Si alza tutto in piedi applaudendo il pubblico della grande Sala Sinopoli all’Auditorium ieri sera quando entra Aviva Bar-On, 87 anni, sopravvissuta di Auschwitz dove entrò bambina, cantante di origine Ceca e oggi israeliana, che poi intona nella sua lingua natale ”Quando giacevo a Terezin” tenera, consolatoria canzone sui bambini malati nel lager, scritta da Ilse Weber con cui condivise la prigionia. E’ il momento culminate di ”Libero il mio canto”, concerto per il Giorno della Memoria (che sarà il 27 gennaio), dedicato quest’anno alle musiche di donne deportate, spesso scritte proprio nei lager, quelli nazisti innanzitutto, ma anche i Gulag sovietici o i campi di guerra giapponesi. Se lo scopo dei campi era schiacciare l’essere umano annientandolo nel corpo e nello spirito, come ha sintetizzato Anna Arendt, queste musiche e canti sono qui a testimoniare che il progetto non riuscì, se tanta arte e anelito alla vita continuarono a trovare spazio e creatività nel comporre musica, a volte con il consenso degli aguzzini, a volte di nascosto, pur nell’orrore che avevano attorno, come ha ricordato Paola Pitagora, che ha introdotto la serata, ogni brano e ricordato le figure delle autrici. Ma se oggi tutto questo riesce a rivivere lo si deve a Francesco Lotoro, che ha suonato il piano e diretto l’ensemble Lagerkapelle e il coro Ilse Weber con quello di voci bianche di Santa Cecilia e la straordinaria voce solista di
Cristina Zavalloni. Lotoro gira da trent’anni tutto il mondo per
recuperare musiche e canti nati in prigionia tra il 1933 e il
1953, riscrivendo, ricostruendo, registrando e avendone
archiviate ormai oltre ottomila di musicisti di ogni genere e
fede, dagli ebrei ai rom ai cristiani e ogni altra religione e
popolo, alla fondazione Istituto di Letteratura Musicale
Concentrazionaria, fondata con la moglie Grazia Tiritiello a
Barletta e sorretta anche da contributi privati grandi e
piccoli.
Questi canti, queste parole struggenti hanno trovato nella
Zavalloni un’interprete partecipe e capace di mettere vita e
sentimento in quel che canta, pezzi spesso di bel valore
musicale, che modificano la comune percezione della musica
scritta dalle donne e pongono l’accento sulla discriminazione di
cui le compositrici sono e sono state oggetto.
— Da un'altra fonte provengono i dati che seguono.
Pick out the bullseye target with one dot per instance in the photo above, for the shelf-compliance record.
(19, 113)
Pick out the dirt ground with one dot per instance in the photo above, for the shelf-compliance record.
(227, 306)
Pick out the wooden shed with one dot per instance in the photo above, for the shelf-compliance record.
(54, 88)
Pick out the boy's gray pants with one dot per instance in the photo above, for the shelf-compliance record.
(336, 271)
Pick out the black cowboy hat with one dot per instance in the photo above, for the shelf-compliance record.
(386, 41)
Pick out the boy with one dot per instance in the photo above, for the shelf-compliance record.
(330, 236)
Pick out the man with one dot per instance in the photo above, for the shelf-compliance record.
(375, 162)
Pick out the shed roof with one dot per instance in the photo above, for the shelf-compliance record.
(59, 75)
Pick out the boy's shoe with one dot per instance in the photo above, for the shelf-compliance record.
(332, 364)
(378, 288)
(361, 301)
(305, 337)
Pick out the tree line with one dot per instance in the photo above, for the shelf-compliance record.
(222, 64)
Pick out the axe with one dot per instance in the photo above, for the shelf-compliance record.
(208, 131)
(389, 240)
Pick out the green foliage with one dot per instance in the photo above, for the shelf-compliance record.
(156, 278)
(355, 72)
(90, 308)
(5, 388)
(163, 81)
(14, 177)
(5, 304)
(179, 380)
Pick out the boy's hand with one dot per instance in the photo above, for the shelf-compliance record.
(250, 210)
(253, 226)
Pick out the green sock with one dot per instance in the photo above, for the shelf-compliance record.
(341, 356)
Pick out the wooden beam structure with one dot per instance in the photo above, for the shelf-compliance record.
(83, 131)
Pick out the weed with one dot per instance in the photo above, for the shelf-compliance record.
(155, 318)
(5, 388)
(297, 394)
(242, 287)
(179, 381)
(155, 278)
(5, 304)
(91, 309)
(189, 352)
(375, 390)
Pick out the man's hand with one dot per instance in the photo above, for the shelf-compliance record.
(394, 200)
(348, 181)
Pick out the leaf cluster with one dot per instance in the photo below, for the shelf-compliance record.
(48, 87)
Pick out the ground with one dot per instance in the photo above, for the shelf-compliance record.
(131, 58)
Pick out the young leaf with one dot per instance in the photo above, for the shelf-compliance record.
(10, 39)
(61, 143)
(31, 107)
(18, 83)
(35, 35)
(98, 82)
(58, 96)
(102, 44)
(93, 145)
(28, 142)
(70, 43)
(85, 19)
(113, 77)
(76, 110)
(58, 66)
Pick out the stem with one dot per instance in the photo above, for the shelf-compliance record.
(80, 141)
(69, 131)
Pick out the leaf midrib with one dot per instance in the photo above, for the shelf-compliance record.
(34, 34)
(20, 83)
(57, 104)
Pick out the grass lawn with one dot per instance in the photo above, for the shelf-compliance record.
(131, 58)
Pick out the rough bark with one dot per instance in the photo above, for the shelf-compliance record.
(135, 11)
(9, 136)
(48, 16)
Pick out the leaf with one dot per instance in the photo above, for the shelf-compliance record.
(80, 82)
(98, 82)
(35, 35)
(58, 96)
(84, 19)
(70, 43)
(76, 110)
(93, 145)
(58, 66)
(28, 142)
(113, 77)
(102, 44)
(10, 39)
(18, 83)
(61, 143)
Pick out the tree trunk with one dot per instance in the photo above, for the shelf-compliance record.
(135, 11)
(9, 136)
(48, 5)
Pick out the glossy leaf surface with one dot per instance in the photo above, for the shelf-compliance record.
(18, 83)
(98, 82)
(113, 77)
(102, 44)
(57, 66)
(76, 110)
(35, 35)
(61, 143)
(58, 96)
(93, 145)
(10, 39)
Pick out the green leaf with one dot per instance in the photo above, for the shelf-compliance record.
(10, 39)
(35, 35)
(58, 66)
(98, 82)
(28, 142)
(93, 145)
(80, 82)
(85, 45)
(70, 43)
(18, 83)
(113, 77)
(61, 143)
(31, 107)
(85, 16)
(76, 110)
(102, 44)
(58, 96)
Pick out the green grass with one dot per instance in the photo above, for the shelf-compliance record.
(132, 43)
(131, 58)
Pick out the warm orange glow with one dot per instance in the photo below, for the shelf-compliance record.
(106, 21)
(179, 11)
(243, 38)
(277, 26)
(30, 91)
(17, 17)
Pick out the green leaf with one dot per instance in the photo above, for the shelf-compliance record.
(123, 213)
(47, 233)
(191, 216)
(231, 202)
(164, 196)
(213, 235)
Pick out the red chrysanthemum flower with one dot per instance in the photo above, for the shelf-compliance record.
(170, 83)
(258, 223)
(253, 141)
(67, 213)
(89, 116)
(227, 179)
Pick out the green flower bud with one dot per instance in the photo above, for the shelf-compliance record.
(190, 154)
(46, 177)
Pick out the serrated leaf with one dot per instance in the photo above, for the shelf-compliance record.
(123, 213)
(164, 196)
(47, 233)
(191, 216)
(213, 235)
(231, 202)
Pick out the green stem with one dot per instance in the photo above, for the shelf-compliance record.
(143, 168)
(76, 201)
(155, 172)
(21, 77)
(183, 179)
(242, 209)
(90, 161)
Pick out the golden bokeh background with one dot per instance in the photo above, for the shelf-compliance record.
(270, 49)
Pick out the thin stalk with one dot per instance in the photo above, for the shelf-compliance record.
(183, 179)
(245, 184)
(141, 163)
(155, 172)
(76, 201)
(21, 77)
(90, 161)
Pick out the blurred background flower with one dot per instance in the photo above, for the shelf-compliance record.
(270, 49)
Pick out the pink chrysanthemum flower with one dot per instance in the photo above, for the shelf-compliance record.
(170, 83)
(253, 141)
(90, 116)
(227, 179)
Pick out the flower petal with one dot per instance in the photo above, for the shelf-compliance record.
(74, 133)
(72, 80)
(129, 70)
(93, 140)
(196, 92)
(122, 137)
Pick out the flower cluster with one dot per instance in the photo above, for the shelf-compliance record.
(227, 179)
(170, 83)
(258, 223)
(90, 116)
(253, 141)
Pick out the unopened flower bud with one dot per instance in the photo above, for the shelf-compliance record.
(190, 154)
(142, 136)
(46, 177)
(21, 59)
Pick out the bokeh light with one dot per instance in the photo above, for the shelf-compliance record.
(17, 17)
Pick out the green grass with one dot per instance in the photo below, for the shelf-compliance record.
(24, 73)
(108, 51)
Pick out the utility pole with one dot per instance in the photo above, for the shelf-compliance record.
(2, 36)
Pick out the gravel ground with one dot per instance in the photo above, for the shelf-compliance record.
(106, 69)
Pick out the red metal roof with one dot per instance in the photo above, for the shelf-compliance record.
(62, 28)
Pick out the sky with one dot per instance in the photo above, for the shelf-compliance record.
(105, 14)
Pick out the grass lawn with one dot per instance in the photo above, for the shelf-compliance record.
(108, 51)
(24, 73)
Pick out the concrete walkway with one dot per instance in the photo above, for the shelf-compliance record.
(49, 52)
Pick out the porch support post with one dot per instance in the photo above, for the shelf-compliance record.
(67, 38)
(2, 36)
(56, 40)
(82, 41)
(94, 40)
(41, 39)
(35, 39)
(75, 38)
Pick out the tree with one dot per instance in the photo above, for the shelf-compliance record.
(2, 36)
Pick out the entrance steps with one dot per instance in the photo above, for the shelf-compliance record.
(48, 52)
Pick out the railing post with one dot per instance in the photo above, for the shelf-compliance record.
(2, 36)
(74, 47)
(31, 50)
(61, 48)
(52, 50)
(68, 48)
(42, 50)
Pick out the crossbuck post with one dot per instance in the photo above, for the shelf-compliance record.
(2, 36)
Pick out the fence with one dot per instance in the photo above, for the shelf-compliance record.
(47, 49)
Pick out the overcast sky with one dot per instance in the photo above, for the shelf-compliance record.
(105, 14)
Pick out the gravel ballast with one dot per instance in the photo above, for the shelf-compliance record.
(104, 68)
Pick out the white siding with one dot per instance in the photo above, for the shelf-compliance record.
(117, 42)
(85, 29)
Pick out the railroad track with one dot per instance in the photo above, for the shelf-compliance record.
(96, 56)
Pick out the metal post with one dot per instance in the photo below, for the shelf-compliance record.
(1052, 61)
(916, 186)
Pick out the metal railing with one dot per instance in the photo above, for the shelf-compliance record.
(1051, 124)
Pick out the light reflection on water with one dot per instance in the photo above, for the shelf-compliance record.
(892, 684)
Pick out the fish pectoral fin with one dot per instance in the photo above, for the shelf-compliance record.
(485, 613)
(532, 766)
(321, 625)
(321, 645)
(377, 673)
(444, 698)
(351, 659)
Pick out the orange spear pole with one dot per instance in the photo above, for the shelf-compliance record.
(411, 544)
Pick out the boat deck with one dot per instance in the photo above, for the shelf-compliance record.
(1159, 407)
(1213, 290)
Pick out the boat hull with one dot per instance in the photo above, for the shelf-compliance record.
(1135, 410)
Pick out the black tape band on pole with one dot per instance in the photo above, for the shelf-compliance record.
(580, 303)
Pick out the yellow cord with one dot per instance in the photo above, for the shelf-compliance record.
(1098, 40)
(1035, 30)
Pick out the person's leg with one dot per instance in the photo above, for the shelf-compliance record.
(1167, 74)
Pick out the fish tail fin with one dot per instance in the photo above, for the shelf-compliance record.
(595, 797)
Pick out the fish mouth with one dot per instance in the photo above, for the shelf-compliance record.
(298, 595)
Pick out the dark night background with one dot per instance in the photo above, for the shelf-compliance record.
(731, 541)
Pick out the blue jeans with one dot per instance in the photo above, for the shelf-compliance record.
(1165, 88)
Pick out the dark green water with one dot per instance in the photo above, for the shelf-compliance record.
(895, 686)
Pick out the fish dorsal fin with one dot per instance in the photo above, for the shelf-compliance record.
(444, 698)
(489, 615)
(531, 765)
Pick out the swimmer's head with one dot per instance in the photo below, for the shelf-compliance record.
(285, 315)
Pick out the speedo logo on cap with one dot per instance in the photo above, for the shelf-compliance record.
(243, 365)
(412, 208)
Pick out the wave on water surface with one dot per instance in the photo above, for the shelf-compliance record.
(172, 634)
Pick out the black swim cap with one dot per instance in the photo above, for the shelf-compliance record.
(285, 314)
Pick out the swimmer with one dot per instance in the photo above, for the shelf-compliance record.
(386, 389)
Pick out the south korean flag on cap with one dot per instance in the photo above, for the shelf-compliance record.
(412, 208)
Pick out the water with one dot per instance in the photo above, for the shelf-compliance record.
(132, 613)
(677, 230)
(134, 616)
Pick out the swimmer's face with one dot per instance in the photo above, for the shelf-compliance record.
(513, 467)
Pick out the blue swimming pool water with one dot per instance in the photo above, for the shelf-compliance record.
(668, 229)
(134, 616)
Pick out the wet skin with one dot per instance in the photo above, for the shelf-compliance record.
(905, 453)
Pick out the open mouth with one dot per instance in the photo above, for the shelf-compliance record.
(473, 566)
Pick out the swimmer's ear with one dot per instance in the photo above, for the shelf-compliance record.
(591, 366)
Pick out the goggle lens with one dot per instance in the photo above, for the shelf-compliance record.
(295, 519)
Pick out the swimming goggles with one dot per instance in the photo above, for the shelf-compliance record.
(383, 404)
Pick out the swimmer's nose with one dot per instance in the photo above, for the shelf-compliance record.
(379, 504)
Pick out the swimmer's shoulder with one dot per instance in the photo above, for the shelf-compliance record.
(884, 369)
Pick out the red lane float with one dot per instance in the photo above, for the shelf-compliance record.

Il concerto ha
così ricordato, oltre a Ilse Weber, la polacca Teresa Chwjeiczak
e Stanislawa Gaskowa (imprigionate a Sachsenhausen, la prima
autrice di un inno di dolorosa speranza e la seconda di un canto
per la mamma); la russa Zinaida, di cui si sa solo il nome; la
morava Ludmila Peskarova (riscrittura per solo coro del largo
dalla Sinfonia dal Nuvo Mondo di Dvorak – lager femminile di
Ravensbruck), la tedesca Camilla Mohaupt (autrice di una
sofferta invocazione, che fece parte dell’orchestra femminile di
Auschwitz Birkenau), la polacca Bela Bogarty (un Canto di
disperazione – campo femminile di Parschnitz), Margaret Dryburgh
e Nora Hope (‘Bolero’ di Ravel per solo coro femminile – lager
giapponese a Sumatra), l’italiana di Livorno Frida Misul (canto
Vogliamo tornare per il Kippur – Ravensbruck), la lettone
Johanna Lichtenberg (un canto lirico e di liberazione guardando
al cielo – ghetto di Riga e campo sconosciuto), la lituana Leah
Rudnitski (una tenera Ninna Nanna – Treblinka), Rena Hass
(poetico canto ‘Prima dell’ultimo viaggio’ – Birkenau e Bergen
Belsen – donna dalla vita davvero esemplare, sempre pronta alla
lotta, alla resistenza, nei ghetti e nei campi, e poi capace di
ricostruirsi totalmente una vita in America dopo la liberazione,
divenendo un’importante ricercatrice biologa).
I loro canti raccontano storie private e inedite della vita
delle prigioniere, restituendoci la loro umanità e singolarità
che punta sulla sofferenza femminile e sul desiderio di pace, di
amore e di accoglienza di cui le donne sono portatrici, cosa che
ci sembra particolarmente significativo in questo momento
storico, ricordano Viviana Kasman e Marilena Francese, che hanno
promosso il Concerto con la loro Memoria in Scena, sotto l’egida
della Presidenza del Consiglio e l’Ucei.